Anteriormente, qualquer pessoa que comprovasse ter um ancestral italiano que viveu após 17 de março de 1861 (data oficial da unificação da Itália) poderia solicitar a cidadania, com base no princípio do “jus sanguinis” (“direito de sangue”). Agora, o direito à cidadania é restrito a descendentes de pais ou avós italianos, ou seja, é necessário ter ao menos um dos pais ou avós nascidos na Itália. Uma emenda aprovada no Senado retirou a menção ao local de nascimento do ancestral, mas introduziu que o ascendente de primeiro ou no máximo segundo grau deve ter, ou ter tido até a morte, exclusivamente a cidadania italiana.

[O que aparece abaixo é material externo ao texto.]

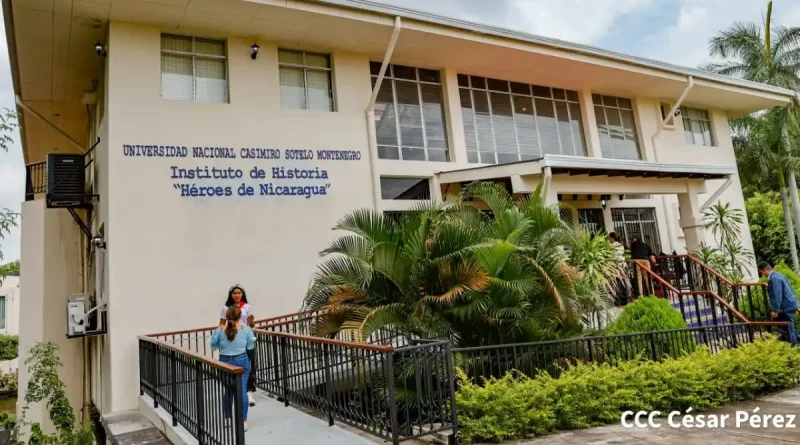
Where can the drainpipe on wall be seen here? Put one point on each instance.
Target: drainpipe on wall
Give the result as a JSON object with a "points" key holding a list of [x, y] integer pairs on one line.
{"points": [[370, 117], [661, 124]]}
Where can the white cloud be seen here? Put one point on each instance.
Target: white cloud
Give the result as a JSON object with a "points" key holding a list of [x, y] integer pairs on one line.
{"points": [[574, 20]]}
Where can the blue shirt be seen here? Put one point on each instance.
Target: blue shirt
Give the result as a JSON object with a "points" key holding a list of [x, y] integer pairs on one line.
{"points": [[244, 341], [781, 295]]}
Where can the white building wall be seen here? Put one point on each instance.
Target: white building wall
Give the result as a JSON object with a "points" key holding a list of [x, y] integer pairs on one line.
{"points": [[9, 288]]}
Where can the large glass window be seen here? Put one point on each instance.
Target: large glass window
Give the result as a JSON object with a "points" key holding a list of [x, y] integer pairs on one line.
{"points": [[509, 121], [305, 80], [617, 127], [409, 114], [697, 127], [193, 69], [405, 188]]}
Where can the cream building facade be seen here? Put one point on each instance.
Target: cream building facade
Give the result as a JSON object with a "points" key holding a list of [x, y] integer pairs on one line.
{"points": [[224, 139]]}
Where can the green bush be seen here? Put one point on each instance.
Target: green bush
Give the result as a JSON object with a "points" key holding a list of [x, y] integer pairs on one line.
{"points": [[518, 407], [646, 315]]}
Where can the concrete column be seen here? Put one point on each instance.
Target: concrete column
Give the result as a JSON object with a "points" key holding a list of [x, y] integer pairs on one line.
{"points": [[691, 220], [452, 114], [589, 121]]}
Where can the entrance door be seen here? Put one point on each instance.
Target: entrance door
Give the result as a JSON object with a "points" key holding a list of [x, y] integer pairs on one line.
{"points": [[640, 222], [591, 220]]}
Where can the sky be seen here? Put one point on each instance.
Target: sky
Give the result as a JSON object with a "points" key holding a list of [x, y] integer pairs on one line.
{"points": [[675, 31]]}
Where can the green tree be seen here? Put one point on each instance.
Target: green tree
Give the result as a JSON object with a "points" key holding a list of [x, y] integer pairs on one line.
{"points": [[767, 54], [770, 239], [8, 126], [448, 270]]}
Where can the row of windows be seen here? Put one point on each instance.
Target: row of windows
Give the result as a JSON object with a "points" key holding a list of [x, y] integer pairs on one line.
{"points": [[503, 121]]}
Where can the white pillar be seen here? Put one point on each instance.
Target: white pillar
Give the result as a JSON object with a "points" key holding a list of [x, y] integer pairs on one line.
{"points": [[452, 112], [589, 123], [691, 220]]}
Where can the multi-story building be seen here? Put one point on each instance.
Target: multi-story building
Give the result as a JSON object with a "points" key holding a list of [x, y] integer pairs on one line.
{"points": [[223, 139]]}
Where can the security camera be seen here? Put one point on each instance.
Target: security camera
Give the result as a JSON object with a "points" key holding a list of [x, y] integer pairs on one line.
{"points": [[98, 243]]}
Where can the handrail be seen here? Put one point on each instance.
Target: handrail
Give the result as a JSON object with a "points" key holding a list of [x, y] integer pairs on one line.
{"points": [[713, 272], [210, 361], [719, 299], [327, 341]]}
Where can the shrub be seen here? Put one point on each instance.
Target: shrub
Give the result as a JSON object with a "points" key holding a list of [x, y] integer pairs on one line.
{"points": [[646, 315], [517, 407]]}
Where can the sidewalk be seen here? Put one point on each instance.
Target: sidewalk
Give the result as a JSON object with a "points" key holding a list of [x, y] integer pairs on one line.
{"points": [[784, 402]]}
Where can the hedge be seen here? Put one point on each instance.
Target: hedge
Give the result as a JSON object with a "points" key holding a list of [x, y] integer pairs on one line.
{"points": [[585, 395]]}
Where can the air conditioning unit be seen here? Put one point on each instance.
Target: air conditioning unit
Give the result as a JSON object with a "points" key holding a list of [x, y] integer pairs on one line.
{"points": [[66, 180]]}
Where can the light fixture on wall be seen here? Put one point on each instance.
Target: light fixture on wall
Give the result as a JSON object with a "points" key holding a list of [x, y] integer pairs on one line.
{"points": [[100, 49]]}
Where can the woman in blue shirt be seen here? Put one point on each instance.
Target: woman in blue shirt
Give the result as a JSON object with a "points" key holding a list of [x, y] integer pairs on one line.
{"points": [[233, 341]]}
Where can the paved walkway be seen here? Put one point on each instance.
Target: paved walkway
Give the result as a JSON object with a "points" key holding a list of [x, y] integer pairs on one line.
{"points": [[270, 422], [785, 402]]}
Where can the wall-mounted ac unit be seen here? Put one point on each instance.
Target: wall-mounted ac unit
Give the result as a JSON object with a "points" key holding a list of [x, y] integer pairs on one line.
{"points": [[66, 180]]}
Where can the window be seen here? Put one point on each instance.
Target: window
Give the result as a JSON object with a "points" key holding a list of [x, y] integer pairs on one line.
{"points": [[697, 127], [305, 80], [509, 121], [2, 312], [409, 114], [193, 69], [405, 188], [616, 126]]}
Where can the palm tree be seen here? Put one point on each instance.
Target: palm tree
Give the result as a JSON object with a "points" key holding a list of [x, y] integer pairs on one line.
{"points": [[449, 270], [753, 54]]}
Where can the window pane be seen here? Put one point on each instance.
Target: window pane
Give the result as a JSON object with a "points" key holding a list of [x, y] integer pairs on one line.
{"points": [[483, 121], [526, 125], [404, 72], [577, 128], [385, 152], [405, 188], [564, 128], [433, 114], [319, 90], [292, 88], [176, 77], [498, 85], [292, 57], [413, 154], [468, 118], [548, 129], [176, 43], [211, 47], [505, 136], [318, 60], [211, 83], [385, 117], [428, 75]]}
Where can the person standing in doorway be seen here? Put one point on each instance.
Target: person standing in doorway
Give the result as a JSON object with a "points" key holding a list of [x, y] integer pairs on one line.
{"points": [[622, 287], [642, 252], [238, 297], [782, 299], [233, 341]]}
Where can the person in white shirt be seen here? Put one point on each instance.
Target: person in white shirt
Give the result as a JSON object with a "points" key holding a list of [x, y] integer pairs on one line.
{"points": [[238, 297]]}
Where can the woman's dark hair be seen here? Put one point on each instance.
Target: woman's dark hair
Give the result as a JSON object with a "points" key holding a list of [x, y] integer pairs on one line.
{"points": [[232, 316], [229, 301]]}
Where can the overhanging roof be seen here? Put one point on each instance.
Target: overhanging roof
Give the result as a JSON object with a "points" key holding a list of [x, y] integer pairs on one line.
{"points": [[573, 165]]}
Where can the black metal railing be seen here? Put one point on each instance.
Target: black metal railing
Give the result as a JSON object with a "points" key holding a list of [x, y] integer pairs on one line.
{"points": [[554, 356], [687, 272], [35, 180], [201, 394], [394, 394]]}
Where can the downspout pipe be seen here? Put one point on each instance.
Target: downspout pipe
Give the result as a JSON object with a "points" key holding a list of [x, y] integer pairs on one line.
{"points": [[370, 116], [661, 125]]}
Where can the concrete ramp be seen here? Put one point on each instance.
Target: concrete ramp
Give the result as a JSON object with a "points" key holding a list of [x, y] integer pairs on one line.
{"points": [[269, 423]]}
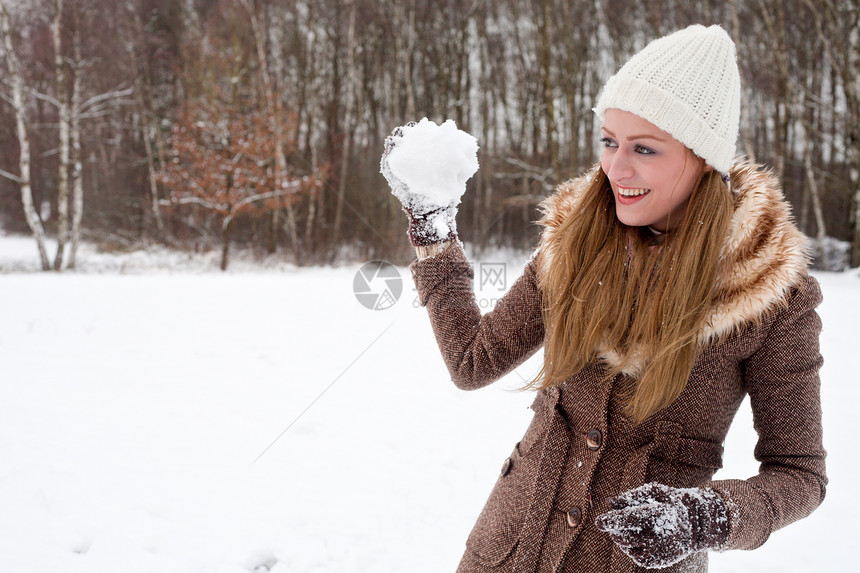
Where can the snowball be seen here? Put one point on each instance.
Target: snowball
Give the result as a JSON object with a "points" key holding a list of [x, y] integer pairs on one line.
{"points": [[433, 162]]}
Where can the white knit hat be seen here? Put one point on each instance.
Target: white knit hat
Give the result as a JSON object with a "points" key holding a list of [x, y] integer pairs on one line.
{"points": [[688, 85]]}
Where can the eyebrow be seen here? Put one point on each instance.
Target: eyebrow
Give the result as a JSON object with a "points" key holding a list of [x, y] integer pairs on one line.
{"points": [[642, 136]]}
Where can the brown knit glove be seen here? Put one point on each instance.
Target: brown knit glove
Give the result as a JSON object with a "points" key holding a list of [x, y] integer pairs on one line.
{"points": [[657, 525]]}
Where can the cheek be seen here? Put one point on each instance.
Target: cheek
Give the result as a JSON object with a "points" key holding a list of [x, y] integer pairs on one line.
{"points": [[605, 162]]}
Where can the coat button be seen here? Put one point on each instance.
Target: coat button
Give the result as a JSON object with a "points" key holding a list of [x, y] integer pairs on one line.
{"points": [[594, 439], [574, 517]]}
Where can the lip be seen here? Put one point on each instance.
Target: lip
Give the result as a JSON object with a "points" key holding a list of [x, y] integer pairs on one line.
{"points": [[624, 200]]}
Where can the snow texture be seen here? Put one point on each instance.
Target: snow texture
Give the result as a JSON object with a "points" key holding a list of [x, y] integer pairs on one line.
{"points": [[133, 406], [427, 166], [658, 526], [431, 162]]}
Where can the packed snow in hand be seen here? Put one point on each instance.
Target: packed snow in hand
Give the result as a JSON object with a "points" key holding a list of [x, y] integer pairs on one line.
{"points": [[433, 162]]}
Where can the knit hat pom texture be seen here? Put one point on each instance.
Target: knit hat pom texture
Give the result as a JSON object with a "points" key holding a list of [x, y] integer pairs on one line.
{"points": [[688, 85]]}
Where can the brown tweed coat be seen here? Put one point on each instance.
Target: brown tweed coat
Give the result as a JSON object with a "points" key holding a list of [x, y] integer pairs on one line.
{"points": [[580, 450]]}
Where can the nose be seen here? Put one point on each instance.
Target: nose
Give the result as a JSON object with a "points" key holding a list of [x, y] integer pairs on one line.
{"points": [[618, 165]]}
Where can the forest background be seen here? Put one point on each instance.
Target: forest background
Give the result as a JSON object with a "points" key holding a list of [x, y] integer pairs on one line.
{"points": [[198, 124]]}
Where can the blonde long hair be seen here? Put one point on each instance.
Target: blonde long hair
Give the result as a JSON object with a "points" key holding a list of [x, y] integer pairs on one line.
{"points": [[608, 290]]}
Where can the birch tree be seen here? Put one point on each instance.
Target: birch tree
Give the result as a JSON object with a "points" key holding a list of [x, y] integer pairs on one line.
{"points": [[20, 111]]}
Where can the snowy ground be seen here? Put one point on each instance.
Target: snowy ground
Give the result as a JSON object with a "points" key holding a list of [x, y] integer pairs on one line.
{"points": [[133, 408]]}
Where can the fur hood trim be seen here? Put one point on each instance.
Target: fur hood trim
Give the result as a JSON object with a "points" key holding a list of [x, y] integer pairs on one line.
{"points": [[765, 254]]}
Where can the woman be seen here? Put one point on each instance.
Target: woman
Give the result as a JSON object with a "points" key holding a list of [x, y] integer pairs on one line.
{"points": [[669, 283]]}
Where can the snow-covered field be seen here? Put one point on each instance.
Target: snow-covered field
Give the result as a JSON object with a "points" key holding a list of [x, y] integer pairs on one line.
{"points": [[134, 409]]}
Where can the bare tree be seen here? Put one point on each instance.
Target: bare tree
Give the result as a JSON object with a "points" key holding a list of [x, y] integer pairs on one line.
{"points": [[33, 220]]}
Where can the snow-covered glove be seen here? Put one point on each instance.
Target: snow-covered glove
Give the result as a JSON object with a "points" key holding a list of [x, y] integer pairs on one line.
{"points": [[657, 525], [427, 166]]}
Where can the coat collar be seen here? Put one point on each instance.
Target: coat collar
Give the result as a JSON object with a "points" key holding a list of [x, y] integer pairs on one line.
{"points": [[765, 254]]}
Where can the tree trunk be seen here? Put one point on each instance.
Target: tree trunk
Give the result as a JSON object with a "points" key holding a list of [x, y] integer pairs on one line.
{"points": [[30, 214], [65, 130], [226, 229], [347, 126], [77, 170]]}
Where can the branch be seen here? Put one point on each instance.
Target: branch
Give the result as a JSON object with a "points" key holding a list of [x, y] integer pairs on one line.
{"points": [[193, 200], [530, 172], [117, 93], [45, 97], [268, 195]]}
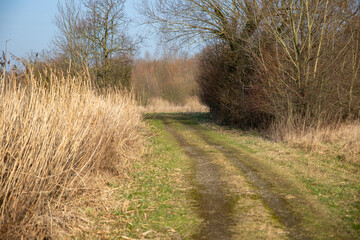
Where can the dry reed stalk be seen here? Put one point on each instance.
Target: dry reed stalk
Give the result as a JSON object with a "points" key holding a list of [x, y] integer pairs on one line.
{"points": [[341, 140], [57, 136], [157, 105]]}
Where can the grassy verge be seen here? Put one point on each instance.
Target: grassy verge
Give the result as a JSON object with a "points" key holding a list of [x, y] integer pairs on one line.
{"points": [[154, 203], [322, 178]]}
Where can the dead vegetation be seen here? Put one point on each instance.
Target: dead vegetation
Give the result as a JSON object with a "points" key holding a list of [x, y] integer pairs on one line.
{"points": [[59, 139]]}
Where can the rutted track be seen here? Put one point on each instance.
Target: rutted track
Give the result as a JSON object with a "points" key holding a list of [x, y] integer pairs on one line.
{"points": [[213, 203], [226, 217]]}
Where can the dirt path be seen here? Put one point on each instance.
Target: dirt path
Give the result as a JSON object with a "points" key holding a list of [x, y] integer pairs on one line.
{"points": [[213, 203], [234, 201]]}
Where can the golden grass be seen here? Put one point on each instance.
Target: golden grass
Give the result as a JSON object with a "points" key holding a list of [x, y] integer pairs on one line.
{"points": [[341, 141], [57, 141], [159, 105]]}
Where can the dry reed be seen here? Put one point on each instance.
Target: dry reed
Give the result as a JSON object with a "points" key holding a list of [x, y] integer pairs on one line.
{"points": [[158, 105], [340, 140], [57, 140]]}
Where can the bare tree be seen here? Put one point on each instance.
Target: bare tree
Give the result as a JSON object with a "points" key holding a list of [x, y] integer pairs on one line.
{"points": [[95, 33], [70, 42], [192, 21]]}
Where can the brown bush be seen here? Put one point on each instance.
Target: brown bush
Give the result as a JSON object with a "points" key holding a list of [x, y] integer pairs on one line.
{"points": [[170, 78]]}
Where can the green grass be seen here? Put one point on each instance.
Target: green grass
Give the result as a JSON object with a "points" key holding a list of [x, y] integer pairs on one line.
{"points": [[332, 182], [156, 198]]}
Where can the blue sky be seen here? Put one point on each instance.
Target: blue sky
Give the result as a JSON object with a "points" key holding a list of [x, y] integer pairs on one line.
{"points": [[29, 25]]}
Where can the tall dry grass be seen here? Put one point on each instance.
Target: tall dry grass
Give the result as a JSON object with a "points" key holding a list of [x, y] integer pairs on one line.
{"points": [[57, 139], [159, 105], [340, 140]]}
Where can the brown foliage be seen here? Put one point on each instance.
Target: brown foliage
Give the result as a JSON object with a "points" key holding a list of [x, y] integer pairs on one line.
{"points": [[170, 78], [56, 140]]}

O objetivo do governo italiano é impedir que estrangeiros busquem um histórico familiar distante para reivindicar o direito à cidadania. Matheus Reis, especialista em cidadania italiana, esclareceu que aqueles que iniciaram o processo de reconhecimento da cidadania antes das novas regras não serão afetados pela nova legislação. A implementação das novas regras ocorrerá de forma gradual. A partir de 2026, um novo órgão em Roma será responsável por julgar os processos administrativos, centralizando as decisões que antes eram tomadas pelos consulados e comunes (órgãos administrativos italianos).